Third, the US images used in this study did not include images of neck masses other than LNs, such as thyroglossal duct cysts [53], branchial cleft cysts, lymphangiomas, or salivary gland tumors [54]. In clinical practice, some patients may have neck masses other than LNs. It should be noted that our models may produce false-positive results for neck masses other than metastatic LNs. Therefore, at this stage, the application of our models would be limited to screening; however, it would still aid the inexperienced examiner in diagnosis.
Fourth, distinct models were created in this study using the B- and D-mode images separately. However, in actual US examination, the radiologist combines the findings of both the B- and D-mode images for diagnosis. Zhu et al. developed a fusion model based on B-mode and D-mode images and achieved higher diagnostic performance for unexplained cervical lymphadenopathy than radiologists [19]. Therefore, the development of models to evaluate combined B- and D-mode images is expected to improve the detection performance of metastatic LNs in patients with HNSCC.
Fifth, since this was a retrospective study, only the largest static transverse section of each LN saved by a radiologist during the examination was used. Recently, it was reported that the model performance is superior with ultrasound videos compared to static ultrasound images [22]. YOLOv7, used in our study, and the latest version, YOLOv8 [55], are the fastest and most accurate real-time object detection models, which are suitable for multiple object detection from video files in real time.

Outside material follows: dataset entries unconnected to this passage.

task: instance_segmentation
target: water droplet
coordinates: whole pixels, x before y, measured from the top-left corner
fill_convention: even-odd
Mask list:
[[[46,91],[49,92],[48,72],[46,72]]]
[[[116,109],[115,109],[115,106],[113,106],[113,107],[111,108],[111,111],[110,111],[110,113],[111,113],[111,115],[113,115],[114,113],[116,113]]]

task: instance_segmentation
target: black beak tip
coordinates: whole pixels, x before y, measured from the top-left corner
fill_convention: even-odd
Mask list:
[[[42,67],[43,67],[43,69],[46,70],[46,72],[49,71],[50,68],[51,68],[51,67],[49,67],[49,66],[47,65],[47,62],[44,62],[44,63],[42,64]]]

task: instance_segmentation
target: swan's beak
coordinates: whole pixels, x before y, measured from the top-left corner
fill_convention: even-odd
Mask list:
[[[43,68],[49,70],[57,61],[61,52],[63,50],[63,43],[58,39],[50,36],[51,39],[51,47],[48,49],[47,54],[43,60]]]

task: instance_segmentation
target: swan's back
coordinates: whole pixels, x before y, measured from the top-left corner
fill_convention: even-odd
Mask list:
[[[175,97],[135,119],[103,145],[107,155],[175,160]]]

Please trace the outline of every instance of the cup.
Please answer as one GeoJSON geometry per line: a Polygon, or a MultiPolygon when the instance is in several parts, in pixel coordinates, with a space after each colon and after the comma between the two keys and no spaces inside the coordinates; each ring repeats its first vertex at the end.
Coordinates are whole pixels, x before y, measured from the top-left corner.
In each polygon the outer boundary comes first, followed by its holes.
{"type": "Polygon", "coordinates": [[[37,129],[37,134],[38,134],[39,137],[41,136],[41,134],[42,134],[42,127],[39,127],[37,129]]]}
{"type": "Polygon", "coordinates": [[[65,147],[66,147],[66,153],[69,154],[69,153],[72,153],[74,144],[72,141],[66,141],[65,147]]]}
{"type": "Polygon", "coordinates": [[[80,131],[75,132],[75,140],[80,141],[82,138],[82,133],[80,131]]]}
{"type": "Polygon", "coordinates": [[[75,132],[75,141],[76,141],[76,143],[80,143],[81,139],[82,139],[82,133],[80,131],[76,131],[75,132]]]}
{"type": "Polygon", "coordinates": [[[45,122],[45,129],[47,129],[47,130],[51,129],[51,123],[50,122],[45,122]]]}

The development of a YOLO-based model that can detect metastatic LNs in real time during US examinations will be one of the most important themes of future research, necessitating multicenter studies with vast quantities of US video data.

5. Conclusions

The results of this study suggest that the B- and D-mode models based on YOLOv7 are valuable tools in supporting the US detection of metastatic LN in patients with HNSCC, particularly the D-mode model, which could improve the diagnostic performance of less experienced residents to the same level as experienced radiologists. Further performance improvements may be achieved by using more US data from multicenter studies and insights into the basis of the model’s diagnosis using interpretability analysis. Notably, the diagnostic accuracy of the radiologists in the actual US examination is expected to be higher than the results of this study, as radiologists also consider other relevant clinical findings, such as the location of the primary tumor and the detected LN, which are important clues for the diagnosis of metastatic LNs. Therefore, a CAD system using a multimodal model incorporating CT and/or MRI scans of the primary tumor and other clinical findings would be more practical and perform best in metastatic LN diagnosis with patients with HNSCC.

Author Contributions

Conceptualization, M.S. (Misa Sumi); methodology, M.S. (Misa Sumi), M.F. and Y.A.; Software, M.F.; validation, M.F., I.K. and T.N.; formal analysis, M.S. (Misa Sumi); investigation, S.E., M.F., I.K., Y.T., M.S. (Miho Sasaki), H.M., M.K. and T.N.; resources, S.E., M.F. and Y.A.; data curation, S.E. and I.K.; writing—original draft preparation, M.S. (Misa Sumi); writing—review and editing, M.S. (Misa Sumi) and Y.A.; visualization, M.S. (Misa Sumi); supervision, M.S. (Misa Sumi) and Y.A.; project administration, M.S. (Misa Sumi); funding acquisition, S.E. and M.S. (Misa Sumi). All authors have read and agreed to the published version of the manuscript.

Funding

This research was supported by a Grant-in-Aid for Scientific Research (KAKENHI) (C) Grant Number JP 20K10122 from Japan Society for the Promotion of Science.

Institutional Review Board Statement

This study was approved by the Institutional Review Board (IRB) of Nagasaki University Hospital (No. 11072593-13).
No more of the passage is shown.